Trial of the world’s first malaria vaccines has been launched in Malawi as part of a large-scale pilot project run by the World Health Organization (WHO) to give partial protection against the disease.
360,000 children are expected to take the injectable vaccines within a year after the pilot is also rolled out in Ghana and Kenya where children aged between 5 and 17 months would be injected.
The WHO said health ministries in these countries decide where the vaccines would be used.
The RTS,S vaccine which prevented approximately four in 10 malaria cases during clinical trials train the immune system to attack the malaria parasite which is spread by mosquito bites, says the WHO.

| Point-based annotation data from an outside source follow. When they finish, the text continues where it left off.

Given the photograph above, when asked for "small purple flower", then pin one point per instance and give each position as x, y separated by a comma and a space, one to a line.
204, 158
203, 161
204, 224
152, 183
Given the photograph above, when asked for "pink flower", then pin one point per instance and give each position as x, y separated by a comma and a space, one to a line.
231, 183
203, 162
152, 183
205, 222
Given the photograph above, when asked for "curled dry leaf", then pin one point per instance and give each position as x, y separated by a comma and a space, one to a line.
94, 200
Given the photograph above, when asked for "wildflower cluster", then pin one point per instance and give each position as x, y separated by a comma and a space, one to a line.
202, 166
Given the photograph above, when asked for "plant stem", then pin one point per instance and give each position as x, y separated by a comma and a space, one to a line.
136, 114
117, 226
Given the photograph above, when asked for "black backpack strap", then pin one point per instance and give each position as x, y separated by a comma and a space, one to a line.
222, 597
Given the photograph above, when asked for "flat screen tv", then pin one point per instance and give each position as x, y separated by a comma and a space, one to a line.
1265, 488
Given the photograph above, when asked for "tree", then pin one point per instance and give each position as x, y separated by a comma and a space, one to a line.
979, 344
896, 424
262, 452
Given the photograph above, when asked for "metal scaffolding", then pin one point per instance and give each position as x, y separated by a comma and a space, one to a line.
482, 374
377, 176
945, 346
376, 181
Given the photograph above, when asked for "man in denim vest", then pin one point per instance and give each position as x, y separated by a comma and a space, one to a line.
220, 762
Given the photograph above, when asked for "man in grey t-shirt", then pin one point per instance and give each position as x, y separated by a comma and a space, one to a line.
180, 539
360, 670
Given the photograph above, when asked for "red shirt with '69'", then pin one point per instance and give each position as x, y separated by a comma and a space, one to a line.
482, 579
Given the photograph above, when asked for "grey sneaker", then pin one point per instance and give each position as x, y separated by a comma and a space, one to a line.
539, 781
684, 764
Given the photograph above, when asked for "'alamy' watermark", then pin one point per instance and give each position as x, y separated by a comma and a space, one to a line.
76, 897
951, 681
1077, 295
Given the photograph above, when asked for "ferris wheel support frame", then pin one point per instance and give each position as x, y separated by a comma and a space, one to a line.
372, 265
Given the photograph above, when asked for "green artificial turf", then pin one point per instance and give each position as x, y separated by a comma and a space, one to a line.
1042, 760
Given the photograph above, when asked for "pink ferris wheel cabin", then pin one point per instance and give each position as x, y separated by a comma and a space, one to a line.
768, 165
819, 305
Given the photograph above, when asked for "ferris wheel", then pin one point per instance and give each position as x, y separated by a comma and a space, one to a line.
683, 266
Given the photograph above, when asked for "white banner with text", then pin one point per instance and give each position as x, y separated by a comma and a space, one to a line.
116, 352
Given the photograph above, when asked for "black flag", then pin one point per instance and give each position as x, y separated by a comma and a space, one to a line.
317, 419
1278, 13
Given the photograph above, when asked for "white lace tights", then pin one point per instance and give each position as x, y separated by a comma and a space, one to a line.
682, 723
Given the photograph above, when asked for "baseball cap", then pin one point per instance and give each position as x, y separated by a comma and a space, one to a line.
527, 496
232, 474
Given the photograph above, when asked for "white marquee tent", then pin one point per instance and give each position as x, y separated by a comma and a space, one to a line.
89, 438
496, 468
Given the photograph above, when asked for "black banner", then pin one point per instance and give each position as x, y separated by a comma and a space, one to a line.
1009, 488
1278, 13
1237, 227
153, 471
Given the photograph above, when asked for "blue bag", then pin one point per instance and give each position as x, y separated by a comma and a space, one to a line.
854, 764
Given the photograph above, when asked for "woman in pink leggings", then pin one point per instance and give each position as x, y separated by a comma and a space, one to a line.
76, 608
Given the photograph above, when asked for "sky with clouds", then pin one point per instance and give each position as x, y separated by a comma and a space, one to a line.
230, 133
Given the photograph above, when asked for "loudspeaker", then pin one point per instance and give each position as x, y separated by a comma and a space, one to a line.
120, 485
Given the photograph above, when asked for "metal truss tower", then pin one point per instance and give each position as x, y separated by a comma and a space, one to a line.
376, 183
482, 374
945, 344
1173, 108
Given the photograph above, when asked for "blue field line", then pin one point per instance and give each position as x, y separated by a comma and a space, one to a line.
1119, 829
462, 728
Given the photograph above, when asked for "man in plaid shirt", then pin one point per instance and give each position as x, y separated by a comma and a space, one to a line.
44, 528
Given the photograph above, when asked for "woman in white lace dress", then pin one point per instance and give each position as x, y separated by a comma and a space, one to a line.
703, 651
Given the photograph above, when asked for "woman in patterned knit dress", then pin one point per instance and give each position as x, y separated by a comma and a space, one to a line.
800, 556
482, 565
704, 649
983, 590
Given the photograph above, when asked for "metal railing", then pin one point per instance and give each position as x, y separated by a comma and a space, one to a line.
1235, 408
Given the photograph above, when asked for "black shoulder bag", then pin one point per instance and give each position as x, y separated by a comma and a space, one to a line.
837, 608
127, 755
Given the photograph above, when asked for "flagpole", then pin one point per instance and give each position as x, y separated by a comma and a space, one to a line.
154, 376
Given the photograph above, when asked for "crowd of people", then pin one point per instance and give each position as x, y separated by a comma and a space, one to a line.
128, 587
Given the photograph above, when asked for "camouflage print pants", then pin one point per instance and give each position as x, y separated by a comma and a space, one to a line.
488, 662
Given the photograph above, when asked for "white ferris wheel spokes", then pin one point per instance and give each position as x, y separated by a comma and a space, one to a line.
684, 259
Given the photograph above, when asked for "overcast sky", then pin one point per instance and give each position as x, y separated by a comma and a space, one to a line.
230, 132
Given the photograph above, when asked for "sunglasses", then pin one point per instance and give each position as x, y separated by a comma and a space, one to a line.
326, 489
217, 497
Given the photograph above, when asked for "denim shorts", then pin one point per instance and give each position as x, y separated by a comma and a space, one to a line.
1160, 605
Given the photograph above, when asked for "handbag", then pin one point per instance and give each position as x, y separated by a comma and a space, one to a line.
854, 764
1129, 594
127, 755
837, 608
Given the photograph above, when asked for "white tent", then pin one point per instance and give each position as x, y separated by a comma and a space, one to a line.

“We need new solutions to get the malaria response back on track, and this vaccine gives us a promising tool to get there. The malaria vaccine has the potential to save tens of thousands of children’s lives,” said the WHO Director-General Dr. Tedros Adhanom Ghebreyesus.
The WHO said in 2018 – when the pilot programme was announced – that Ghana, Malawi, and Kenya were chosen for the pilot programme because they have continued to record a high number of malaria cases despite extensive, well-run antimalaria programmes.
The vaccine would be administered four times: once a month for three months and then a fourth dose 18 months later.
Also known as Mosquirix, the vaccine was created by scientists at the British pharmaceutical giant GSK in 1987. It has undergone years of testing and was supported by numerous organizations including PATH, a non-profit organization.
The pilot is funded by Gavi; the Vaccine Alliance; the Global Fund to Fight AIDS, Tuberculosis and Malaria; Unitaid; the WHO; and GSK.
Global efforts in the fight against malaria led to a 62 percent decrease in deaths between 2000 and 2015, but the disease still affects more than 200 million people every year, killing nearly half a million, most of them children.
The WHO said the vaccine would be used in addition to insecticides and mosquito nets which are currently the two major methods of prevention with limited impact.
Other measures have been taken to curb malaria with the most recent being in September 2018 when the Burkina Faso government announced that it has given the greenlight for the release of genetically engineered mosquitoes into the Burkinabe village of Bana.
The programme was part of Target Malaria, which is being spearheaded by the Bill and Melinda Gates Foundation. It was also an effort to use bioengineering to eradicate the spread of malaria by decreasing the number of the disease spreading insects.
About 10,000 mosquitoes were expected to be set out into the atmosphere and they were mostly male. They are sterile and if they happen to bite, they will not release any genetically manipulated material, reports Scientific Research.